Folliculotropic MF with a gamma-delta phenotype from skin biopsy of the left arm. A The neoplastic infiltrate exhibits variable epidermotropism, folliculotropism, and perivascular distribution. B The neoplastic cells are variable in size, ranging from small to scattered intermediate to large. C The tumor cells express CD3. D The tumor cells are variably TCRdelta+ and CD30+ and TCRbeta− (BF1), CD4−, CD5−, CD7−, CD8−, CD20−, CD56−, TIA1−, granzyme B−, and EBER− (not shown). Note that the smaller tumor cells have irregular nuclear contours as highlighted by the TCRdelta immunostain. Also, note that the intermediate to large neoplastic cells have dimmer expression of TCRdelta. MF, Mycosis fungoides.

In October 2019, the patient was referred to MD Anderson Cancer Center for treatment and exhibited complete clearance of her cheek lesions following local radiation and treatment with oral bexarotene. She was transferred out of the OR and subsequently remained in clinical remission for 4 months.

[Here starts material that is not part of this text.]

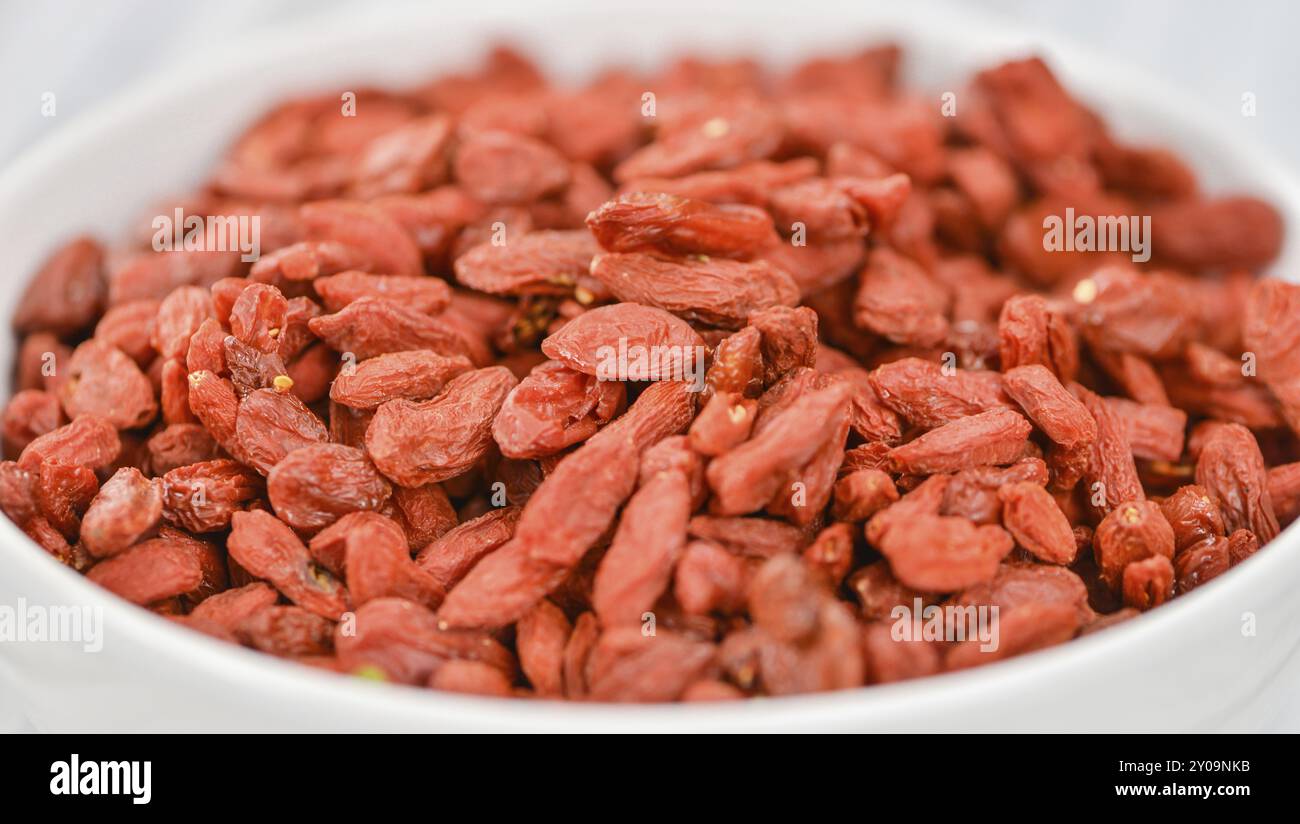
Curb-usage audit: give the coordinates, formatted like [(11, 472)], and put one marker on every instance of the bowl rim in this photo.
[(1087, 70)]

However, in the wake of the current Coronavirus disease 2019 pandemic, the patient began wearing a 3M N95 mask for short periods of time and reported that she felt a burning sensation on her cheeks within 15 minutes of wearing the mask. Within 1 week, she developed erythematous and indurated nodules on her cheeks. The patient was advised to use cloth masks until her follow-up visit, and topical tacrolimus was prescribed. Within 2 months of treatment, the lesions improved significantly.

Discussion

The temporal relationship between exposure to a face mask and the subsequent worsening of the patient's cheek lesions on multiple occasions is unusual. However, this may be coincidental. There have been reports of antigens, such as those from Staphylococcus aureus, causing local expansion or homing of neoplastic T cells in patients with cutaneous T cell lymphoma. However, in the case of this patient, the spread of the lesions to her trunk and extremities does not support the theory of a local stimulus. Additionally, a reaction to a face mask would more likely indicate a reactive disease rather than a malignancy. Therefore, it is possible that some other factor may be the cause.

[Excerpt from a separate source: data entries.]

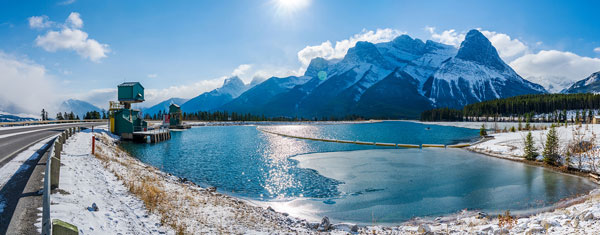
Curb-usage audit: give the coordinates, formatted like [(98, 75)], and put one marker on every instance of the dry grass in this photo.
[(506, 220), (185, 207)]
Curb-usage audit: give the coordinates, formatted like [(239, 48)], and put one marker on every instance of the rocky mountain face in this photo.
[(590, 84), (231, 89), (475, 74), (396, 79), (78, 107)]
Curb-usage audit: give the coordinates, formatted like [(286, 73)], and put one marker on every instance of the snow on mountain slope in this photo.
[(231, 89), (475, 74), (255, 99), (78, 107), (590, 84)]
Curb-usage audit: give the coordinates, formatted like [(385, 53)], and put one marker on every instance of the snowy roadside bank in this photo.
[(477, 125), (83, 182), (145, 200)]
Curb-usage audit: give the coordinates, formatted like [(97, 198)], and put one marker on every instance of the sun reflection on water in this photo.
[(279, 178)]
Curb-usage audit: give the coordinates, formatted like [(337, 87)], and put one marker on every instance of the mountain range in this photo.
[(590, 84), (78, 107), (396, 79)]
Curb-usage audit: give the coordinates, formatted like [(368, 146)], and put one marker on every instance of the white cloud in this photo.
[(241, 70), (555, 70), (72, 38), (27, 88), (328, 51), (508, 48), (39, 22), (66, 2), (74, 20)]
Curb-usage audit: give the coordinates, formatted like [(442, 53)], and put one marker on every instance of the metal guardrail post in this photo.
[(46, 225), (55, 165)]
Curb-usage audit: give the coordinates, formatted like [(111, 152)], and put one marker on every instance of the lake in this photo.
[(356, 183)]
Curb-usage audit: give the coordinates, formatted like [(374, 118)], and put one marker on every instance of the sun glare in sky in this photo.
[(286, 7)]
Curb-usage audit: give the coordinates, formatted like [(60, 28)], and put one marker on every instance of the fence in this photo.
[(51, 181), (28, 123)]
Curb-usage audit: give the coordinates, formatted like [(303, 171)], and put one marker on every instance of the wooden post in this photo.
[(63, 228), (55, 166)]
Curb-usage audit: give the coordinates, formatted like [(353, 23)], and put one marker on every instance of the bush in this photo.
[(482, 131), (530, 151)]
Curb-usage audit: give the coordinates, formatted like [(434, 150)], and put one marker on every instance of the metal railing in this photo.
[(46, 225), (52, 176), (49, 122)]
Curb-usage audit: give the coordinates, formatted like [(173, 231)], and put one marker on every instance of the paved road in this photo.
[(21, 194), (15, 140)]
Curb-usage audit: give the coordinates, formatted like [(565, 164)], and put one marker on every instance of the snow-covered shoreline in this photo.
[(202, 210)]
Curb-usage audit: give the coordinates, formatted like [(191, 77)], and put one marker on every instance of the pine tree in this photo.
[(551, 149), (530, 151), (482, 131)]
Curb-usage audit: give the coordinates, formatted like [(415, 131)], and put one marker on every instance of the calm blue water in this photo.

Although folliculotropic MF with a gamma-delta phenotype has a much more favorable prognosis than classic primary cutaneous gamma-delta T cell lymphoma (28.6% vs. 67% mortality), there is a subset within the former that exhibits aggressive behavior.

Because of the potentially aggressive nature of folliculotropic MF with a gamma-delta phenotype, early diagnosis and treatment are imperative.